US copper futures ended down Friday as mixed economic data from Europe and the US underscored concerns about the health of the global economy and fed a price correction from over-heated levels that may extend into the coming week, analysts said. Copper for July delivery eased 0.95 cent to settle at $2.0175 a lb on the New York Mercantile Exchange's COMEX.
Sessions range from $1.9735 to $2.0465. Benchmark July contract having trouble holding the 200-day moving average - Matthew Zeman, head of trading with LaSalle Futures Group in Chicago. Inability to sustain early-May breakout above the 200-day moving average indicative of a false breakout.
Sideways to lower price action expected in the coming week - Zeman. Initial support in July copper seen at the psychological $2.00 level, followed by $1.93-$1.95 area. First resistance pegged at $2.08 - Steve Platt, futures analyst with Archer Financial Services in Chicago.
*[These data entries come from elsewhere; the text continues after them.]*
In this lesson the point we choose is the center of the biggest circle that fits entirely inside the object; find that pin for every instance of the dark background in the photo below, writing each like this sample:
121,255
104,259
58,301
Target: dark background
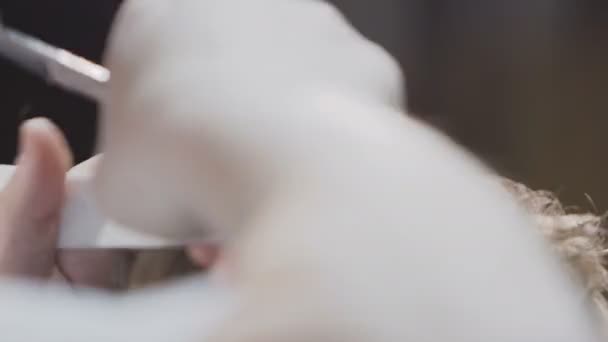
522,83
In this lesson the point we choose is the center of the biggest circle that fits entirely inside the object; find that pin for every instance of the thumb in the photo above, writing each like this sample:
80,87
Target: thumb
31,202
COMEX estimated futures volume at 18,270 lots by 1 pm EDT (1700 GMT). Final volume on Thursday hit 20,968 lots. Open interest fell by 145 lots to 106,251 contracts open as of May 14. Market down in extended pull-back from overdone speculative interest tied to premature economic recovery hopes - Platt.
Record 3.8 percent plunge in German first quarter gross domestic product reinforced waning optimism for economic recovery. Failure to react strongly to better-than-expected US consumer sentiment and manufacturing data signals loss of upside bullish momentum - Zeman.
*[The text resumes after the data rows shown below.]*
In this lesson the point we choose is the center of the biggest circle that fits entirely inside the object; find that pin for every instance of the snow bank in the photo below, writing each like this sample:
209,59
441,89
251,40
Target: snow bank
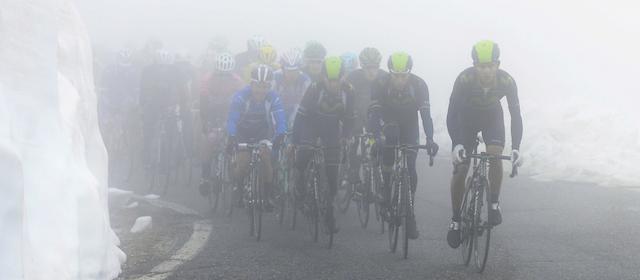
141,224
53,211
A gauge of manufacturing in New York State signalled slowing contraction in May after hitting a record low only two months earlier - New York Federal Reserve. US industrial production fell 0.5 percent in April, dropping for the sixth consecutive month but at a more modest pace than in recent months - Federal Reserve.
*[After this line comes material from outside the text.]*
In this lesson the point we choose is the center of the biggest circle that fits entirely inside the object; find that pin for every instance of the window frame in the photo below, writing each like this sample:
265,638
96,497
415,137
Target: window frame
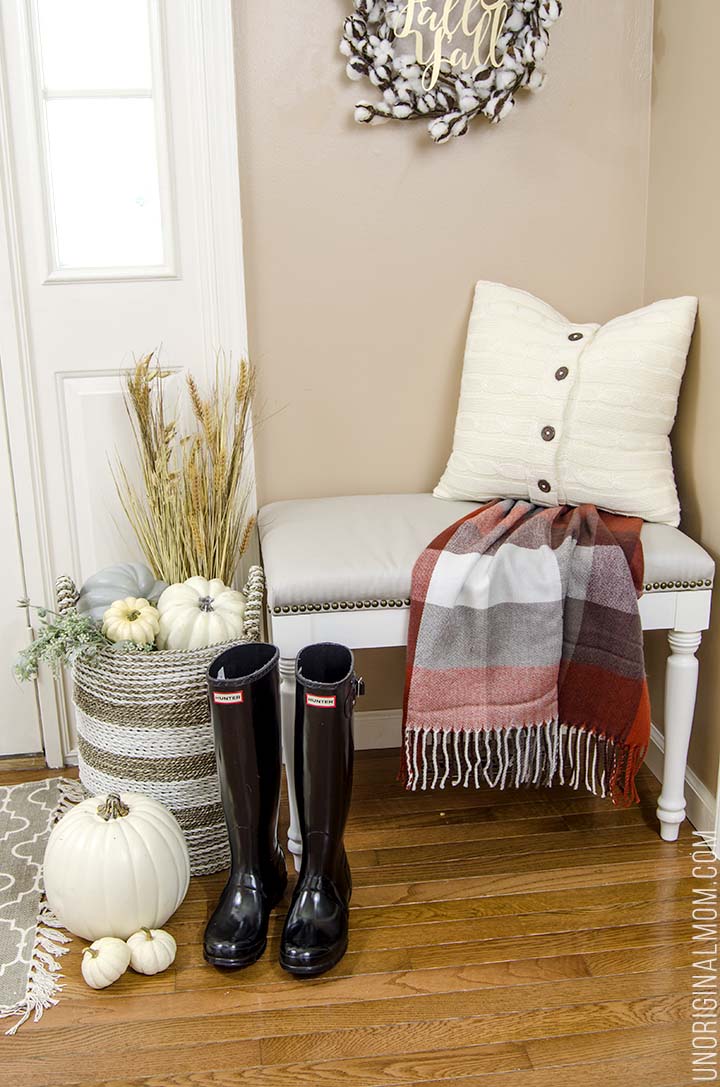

Copper inventories in warehouses monitored by the Shanghai Futures Exchange rose 28 percent to 35,389 tonnes from 27,690 tonnes a week earlier. London Metal Exchange warehouse stocks plunged 12,850 tonnes to 357,800 tonnes on Friday. COMEX copper stocks went up 279 short tons to 49,511 short tons as of Thursday.
Peru's largest federation of mining unions has agreed to call an indefinite, nation-wide strike starting on June 15 to demand better working conditions. Mine workers ended a nine-day strike over wages at Xstrata's Lomas Bayas copper deposit in Chile. The deposit has annual output capacity of around 75,000 tonnes of copper. LME copper for three-months delivery edged up $5 to settle at $4,450 a tonne.